While facial nerve transection is extremely rare in this approach, injuries to the sensory contribution of the facial nerve are common ( Fig. 20.7 ). A review of 224 patients who underwent acoustic neuroma resection revealed that few (2–6%) patients noted tearing while eating, xerophthalmia, or taste abnormalities preoperatively. When questioned postoperatively, 44% of those patients described tearing while eating. Reduction in tearing was noted in 72%, and taste alterations were noted in 48%. Recovery was variable in this study, and the authors suggested nervus intermedius dysfunction should be included in reporting criteria.28
A high-riding jugular bulb or an anteriorly positioned, dominant sigmoid sinus are not contraindications to translabyrinthine approach. The presence of active chronic otitis media is, however, considered a contraindication and may require a staged procedure with ear canal overclosure.
The most noteworthy disadvantage exclusive to the translabyrinthine craniotomy is the passage through inner ear structures and subsequent sacrifice of hearing.
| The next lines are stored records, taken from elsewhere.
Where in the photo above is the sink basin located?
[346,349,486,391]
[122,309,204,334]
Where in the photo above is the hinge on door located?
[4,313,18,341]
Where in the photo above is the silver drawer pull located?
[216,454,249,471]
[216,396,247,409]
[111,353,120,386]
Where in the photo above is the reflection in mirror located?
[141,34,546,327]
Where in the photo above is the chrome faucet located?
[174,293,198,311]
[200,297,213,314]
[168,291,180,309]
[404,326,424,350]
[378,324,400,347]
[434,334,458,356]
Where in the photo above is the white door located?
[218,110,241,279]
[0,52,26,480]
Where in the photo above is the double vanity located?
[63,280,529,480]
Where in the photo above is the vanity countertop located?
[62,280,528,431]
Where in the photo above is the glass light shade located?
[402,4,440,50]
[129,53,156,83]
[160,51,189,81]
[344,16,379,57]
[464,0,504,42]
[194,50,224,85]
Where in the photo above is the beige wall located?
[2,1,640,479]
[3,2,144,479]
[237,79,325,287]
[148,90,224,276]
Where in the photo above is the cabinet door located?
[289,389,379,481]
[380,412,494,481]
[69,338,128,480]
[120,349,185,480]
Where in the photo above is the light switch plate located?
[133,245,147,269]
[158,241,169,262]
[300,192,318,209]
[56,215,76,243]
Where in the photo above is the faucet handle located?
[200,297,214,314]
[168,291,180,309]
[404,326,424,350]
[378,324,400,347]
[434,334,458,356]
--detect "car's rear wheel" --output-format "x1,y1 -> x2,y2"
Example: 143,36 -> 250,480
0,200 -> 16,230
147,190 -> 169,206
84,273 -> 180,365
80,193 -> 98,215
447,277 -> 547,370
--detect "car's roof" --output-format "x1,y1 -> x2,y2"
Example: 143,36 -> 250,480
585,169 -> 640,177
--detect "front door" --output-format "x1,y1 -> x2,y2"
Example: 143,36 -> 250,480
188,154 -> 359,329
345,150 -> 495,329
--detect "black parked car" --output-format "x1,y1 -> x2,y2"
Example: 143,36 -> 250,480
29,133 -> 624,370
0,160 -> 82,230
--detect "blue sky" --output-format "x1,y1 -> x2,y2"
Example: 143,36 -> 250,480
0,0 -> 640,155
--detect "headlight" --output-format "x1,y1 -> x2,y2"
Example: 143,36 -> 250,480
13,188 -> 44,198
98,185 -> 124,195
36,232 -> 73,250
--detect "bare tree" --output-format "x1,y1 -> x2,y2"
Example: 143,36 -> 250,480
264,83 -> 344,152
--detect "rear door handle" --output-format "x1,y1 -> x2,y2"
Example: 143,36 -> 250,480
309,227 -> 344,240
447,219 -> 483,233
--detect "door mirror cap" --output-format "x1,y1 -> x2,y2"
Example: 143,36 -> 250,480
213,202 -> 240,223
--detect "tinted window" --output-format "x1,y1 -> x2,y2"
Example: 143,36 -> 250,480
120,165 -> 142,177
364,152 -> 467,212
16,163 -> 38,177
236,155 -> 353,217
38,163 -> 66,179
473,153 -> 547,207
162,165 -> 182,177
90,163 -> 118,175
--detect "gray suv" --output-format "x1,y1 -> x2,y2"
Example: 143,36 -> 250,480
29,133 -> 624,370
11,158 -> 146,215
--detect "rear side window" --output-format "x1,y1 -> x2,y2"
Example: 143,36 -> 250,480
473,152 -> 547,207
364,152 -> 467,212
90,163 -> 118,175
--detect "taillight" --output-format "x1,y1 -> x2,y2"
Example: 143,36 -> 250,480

While there are reports of hearing preservation through a partial labyrinthectomy, with meticulous waxing and resurfacing of the semicircular canals intraoperatively, this practice is not commonplace.29 Also, with cochlea and cochlear nerve preservation, descriptions of cochlear implantation have been published, although circumstances warranting this approach are rare.30 Frequently, placement of an osseointegrated bone conduction hearing device can be performed at the time of tumor resection, although considerations must be made toward avoiding communication with the mastoid cavity and subsequent development of a CSF leak. This permits hearing perception bilaterally, but patients must be counseled that this ability does not afford sound localization, as sound is simply rerouted to the contralateral, functional cochlea.
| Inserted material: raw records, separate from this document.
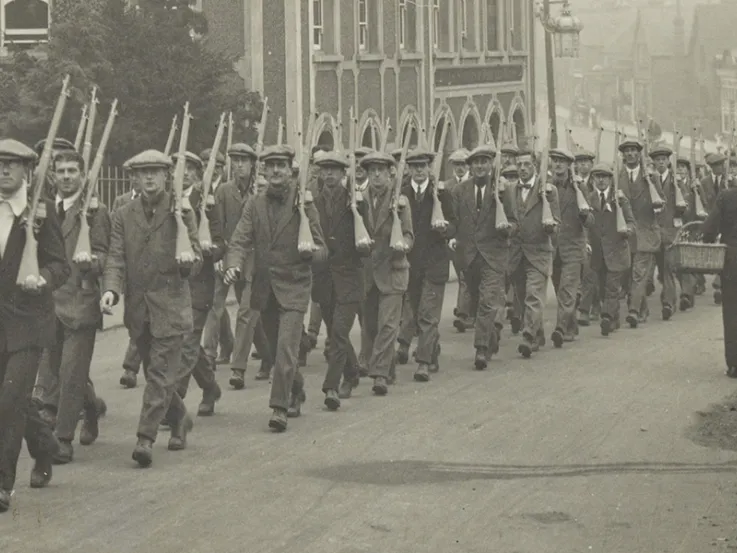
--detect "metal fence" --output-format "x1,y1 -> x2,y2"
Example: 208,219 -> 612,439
97,167 -> 131,209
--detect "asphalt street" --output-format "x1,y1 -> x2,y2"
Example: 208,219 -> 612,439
0,285 -> 737,553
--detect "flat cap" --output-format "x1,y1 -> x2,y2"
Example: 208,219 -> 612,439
466,144 -> 496,163
448,148 -> 471,163
648,144 -> 673,158
406,148 -> 435,163
258,144 -> 295,162
171,152 -> 202,169
315,151 -> 350,169
353,146 -> 374,161
361,152 -> 397,167
573,150 -> 596,161
0,138 -> 38,161
33,138 -> 76,155
549,148 -> 576,163
123,150 -> 172,169
200,148 -> 225,165
591,162 -> 614,177
228,142 -> 258,159
617,138 -> 644,152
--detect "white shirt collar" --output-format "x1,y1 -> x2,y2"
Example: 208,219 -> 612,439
0,181 -> 28,217
54,186 -> 82,211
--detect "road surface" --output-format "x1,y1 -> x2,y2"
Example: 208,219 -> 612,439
0,285 -> 737,553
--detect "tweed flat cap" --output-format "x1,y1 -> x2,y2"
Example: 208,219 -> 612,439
361,152 -> 397,167
228,142 -> 257,159
0,138 -> 38,161
124,150 -> 172,169
258,144 -> 295,162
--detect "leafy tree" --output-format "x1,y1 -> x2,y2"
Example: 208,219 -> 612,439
0,0 -> 262,164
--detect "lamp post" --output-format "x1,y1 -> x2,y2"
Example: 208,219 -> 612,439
536,0 -> 583,148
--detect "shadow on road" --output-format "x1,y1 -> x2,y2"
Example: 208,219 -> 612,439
306,461 -> 737,486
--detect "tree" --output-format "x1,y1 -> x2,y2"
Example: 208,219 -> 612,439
0,0 -> 262,164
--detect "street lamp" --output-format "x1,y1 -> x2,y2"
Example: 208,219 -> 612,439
535,0 -> 583,148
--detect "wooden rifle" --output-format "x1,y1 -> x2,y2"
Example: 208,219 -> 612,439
72,98 -> 118,263
16,75 -> 69,286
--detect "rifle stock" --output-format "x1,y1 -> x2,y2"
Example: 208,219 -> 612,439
72,98 -> 118,263
16,75 -> 69,286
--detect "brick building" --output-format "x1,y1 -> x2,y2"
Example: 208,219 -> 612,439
201,0 -> 535,168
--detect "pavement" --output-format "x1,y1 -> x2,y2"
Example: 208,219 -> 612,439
0,284 -> 737,553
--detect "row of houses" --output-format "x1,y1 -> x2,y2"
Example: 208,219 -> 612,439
556,0 -> 737,137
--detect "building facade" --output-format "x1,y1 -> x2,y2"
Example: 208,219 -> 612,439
202,0 -> 534,167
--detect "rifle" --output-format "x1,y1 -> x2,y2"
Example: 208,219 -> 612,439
15,75 -> 69,287
172,102 -> 196,263
72,98 -> 118,263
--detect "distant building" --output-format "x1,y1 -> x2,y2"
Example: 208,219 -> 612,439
202,0 -> 535,166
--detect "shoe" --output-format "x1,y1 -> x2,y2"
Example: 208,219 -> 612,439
120,369 -> 138,390
168,413 -> 194,451
371,376 -> 389,396
269,409 -> 288,432
229,369 -> 246,390
325,390 -> 340,411
197,382 -> 223,417
132,438 -> 154,468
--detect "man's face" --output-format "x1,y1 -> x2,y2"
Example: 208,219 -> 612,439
262,159 -> 292,190
134,167 -> 168,197
471,156 -> 494,179
653,155 -> 670,173
319,165 -> 345,188
453,163 -> 468,179
409,161 -> 430,183
54,161 -> 84,198
517,155 -> 535,182
230,156 -> 253,179
550,156 -> 571,180
0,159 -> 27,196
594,173 -> 614,192
576,159 -> 594,178
622,146 -> 640,167
366,163 -> 391,192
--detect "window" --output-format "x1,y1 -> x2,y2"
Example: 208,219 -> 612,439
399,0 -> 407,50
358,0 -> 369,51
312,0 -> 325,50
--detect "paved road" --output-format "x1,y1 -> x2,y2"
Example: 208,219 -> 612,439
0,285 -> 737,553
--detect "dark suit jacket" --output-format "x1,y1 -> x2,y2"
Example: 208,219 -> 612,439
312,185 -> 368,305
509,177 -> 560,275
0,201 -> 71,352
588,190 -> 635,272
402,178 -> 457,284
453,178 -> 519,273
54,196 -> 111,329
366,186 -> 414,294
103,192 -> 202,339
225,182 -> 327,312
701,188 -> 737,284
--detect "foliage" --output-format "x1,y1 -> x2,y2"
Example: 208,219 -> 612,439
0,0 -> 262,164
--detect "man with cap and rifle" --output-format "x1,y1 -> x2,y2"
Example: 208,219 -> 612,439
361,152 -> 414,396
312,151 -> 370,411
224,145 -> 327,432
0,139 -> 71,512
550,148 -> 594,348
100,150 -> 202,467
203,142 -> 276,390
618,139 -> 663,328
398,148 -> 456,382
509,150 -> 560,358
450,145 -> 517,370
588,163 -> 635,336
34,150 -> 110,464
164,152 -> 225,416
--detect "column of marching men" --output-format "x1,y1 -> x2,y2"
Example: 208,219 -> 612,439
0,109 -> 737,511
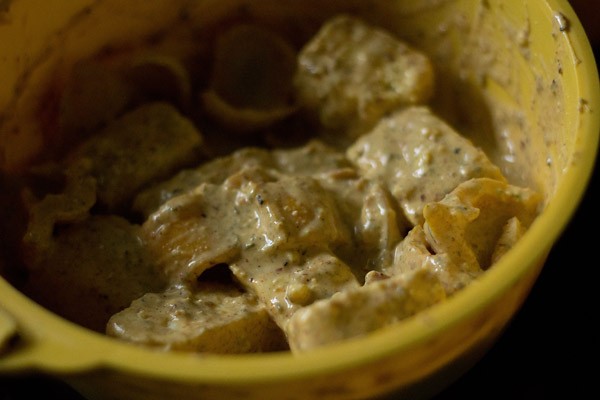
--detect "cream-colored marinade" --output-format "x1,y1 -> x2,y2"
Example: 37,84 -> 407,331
18,15 -> 541,353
Early after introduction of the translabyrinthine craniotomy, the medical community expressed concerns regarding the risk of meningeal and intracranial contamination with otogenic bacteria. Instead, meningitis is described as extremely rare in most series, at ∼1%. A CSF leak, however, increases the risk of meningitis to roughly 14%.31 A large review of 600 cases cited the rate of CSF leak after translabyrinthine approach, either through the incision or the eustachian tube and presenting as rhinorrhea, as 1.8%.32 Abducens paralysis, lower cranial nerve injury, major intracranial vessel injury, or parenchymal injuries are extremely rare. The mortality rate from complications of this approach is extremely low (< 1%), although medical comorbidities, as with any major surgery, must be fully addressed preoperatively. Special consideration must be made toward the period of vestibular rehabilitation postoperatively, which may involve several days of nausea, visual tracking difficulty, and bed rest.
At the authors’ institution, patients are observed in the intensive care unit for one evening postoperatively, and early ambulation is encouraged. Facial nerve monitoring is prerequisite; perioperative antibiotics are continued for 24 hours postoperatively; abdominal fat grafting and Eustachian tube plugging are routine. Lumbar drains are reserved for patients at high risk for CSF leak, such as pre-operative hydrocephalus or intracranial hypertension.